Assessing the Impact of Spatiotemporal Land Cover Changes on the Urban Heat Islands in Developing Cities with Landsat Data: A Case Study in Zhanjiang

Abstract

Land cover changes (LCCs) due to urbanization cause urban heat islands (UHIs), significantly affecting land surface temperature (LST) through spatiotemporal changes in compositions, parameters, and patterns. Land cover and LST have been studied in various cities; however, indicative research into heterogeneous LCC’s impact on LST in less-developed cities remains incomplete.

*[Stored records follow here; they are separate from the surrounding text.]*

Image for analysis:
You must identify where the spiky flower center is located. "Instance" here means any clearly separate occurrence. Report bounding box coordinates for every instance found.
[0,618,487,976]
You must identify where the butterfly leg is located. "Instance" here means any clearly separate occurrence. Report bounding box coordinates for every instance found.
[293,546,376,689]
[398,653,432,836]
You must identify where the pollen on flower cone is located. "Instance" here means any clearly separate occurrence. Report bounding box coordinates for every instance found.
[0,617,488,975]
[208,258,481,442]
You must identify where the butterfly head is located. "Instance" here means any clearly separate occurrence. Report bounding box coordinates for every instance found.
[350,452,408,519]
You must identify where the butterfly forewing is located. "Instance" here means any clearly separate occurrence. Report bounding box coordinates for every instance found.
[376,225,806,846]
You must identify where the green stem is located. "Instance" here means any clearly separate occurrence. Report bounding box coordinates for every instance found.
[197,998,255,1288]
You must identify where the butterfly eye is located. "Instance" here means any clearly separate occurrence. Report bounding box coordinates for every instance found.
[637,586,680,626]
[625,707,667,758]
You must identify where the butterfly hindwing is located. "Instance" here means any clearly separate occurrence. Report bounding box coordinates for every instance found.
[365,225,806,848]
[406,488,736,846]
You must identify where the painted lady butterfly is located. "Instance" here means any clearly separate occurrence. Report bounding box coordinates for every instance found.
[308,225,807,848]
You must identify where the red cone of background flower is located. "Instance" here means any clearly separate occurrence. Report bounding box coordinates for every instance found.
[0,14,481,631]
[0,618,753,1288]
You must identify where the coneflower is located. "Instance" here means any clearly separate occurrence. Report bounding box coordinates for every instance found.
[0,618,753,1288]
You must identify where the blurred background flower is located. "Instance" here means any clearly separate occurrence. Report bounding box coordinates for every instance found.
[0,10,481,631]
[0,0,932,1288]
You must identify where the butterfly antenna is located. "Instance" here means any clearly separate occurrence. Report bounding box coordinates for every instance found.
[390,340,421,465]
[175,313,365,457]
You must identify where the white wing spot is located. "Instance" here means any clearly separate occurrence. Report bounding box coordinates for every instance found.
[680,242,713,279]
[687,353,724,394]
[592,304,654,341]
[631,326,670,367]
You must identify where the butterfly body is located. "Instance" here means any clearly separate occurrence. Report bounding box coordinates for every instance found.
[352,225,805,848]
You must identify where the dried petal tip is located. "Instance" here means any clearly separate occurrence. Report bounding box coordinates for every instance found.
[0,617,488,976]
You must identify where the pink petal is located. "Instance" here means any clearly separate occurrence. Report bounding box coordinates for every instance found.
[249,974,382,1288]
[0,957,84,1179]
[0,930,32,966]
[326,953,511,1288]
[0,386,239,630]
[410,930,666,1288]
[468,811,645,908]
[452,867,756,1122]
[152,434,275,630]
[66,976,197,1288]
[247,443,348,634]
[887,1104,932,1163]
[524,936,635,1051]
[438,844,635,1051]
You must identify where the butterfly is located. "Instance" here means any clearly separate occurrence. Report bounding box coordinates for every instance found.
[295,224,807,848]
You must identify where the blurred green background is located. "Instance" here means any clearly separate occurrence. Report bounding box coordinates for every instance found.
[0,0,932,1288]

This study analyzed new Landsat images of Zhanjiang, taken from 2004 to 2022, to determine the impact of three LCC indicators (compositions, parameters, and patterns) on LSTs. The urban thermal field variance index (UTFVI) was used to describe the distribution and variation in LST. We also quantified the cooling or warming benefits of various LCCs. The results indicate that the average temperature in the land urban heat island (SUHI) area rose to 30.6 °C. The average temperature of the SUHI was 3.32 °C higher than that of the non-SUHI area, showing the characteristic of shifting to counties and multi-core development. The LST increases by 0.37–0.67 °C with an increase of 0.1 in the normalized difference building index (NDBI), which is greater than the cooling benefit of the normalized difference of vegetation index (NDVI). The impact of landscape pattern indices on impervious surfaces and water is higher than that on vegetation and cropland, with a rising influence on impervious surfaces and a decreasing impact on water. The predominant cooling patches are vegetation and water, while large areas of impervious surface and cropland aggravate UHIs for industrial and agricultural activities. These findings are intended to guide future urban layouts and planning in less-developed cities, with thermal climate mitigation as a guiding principle.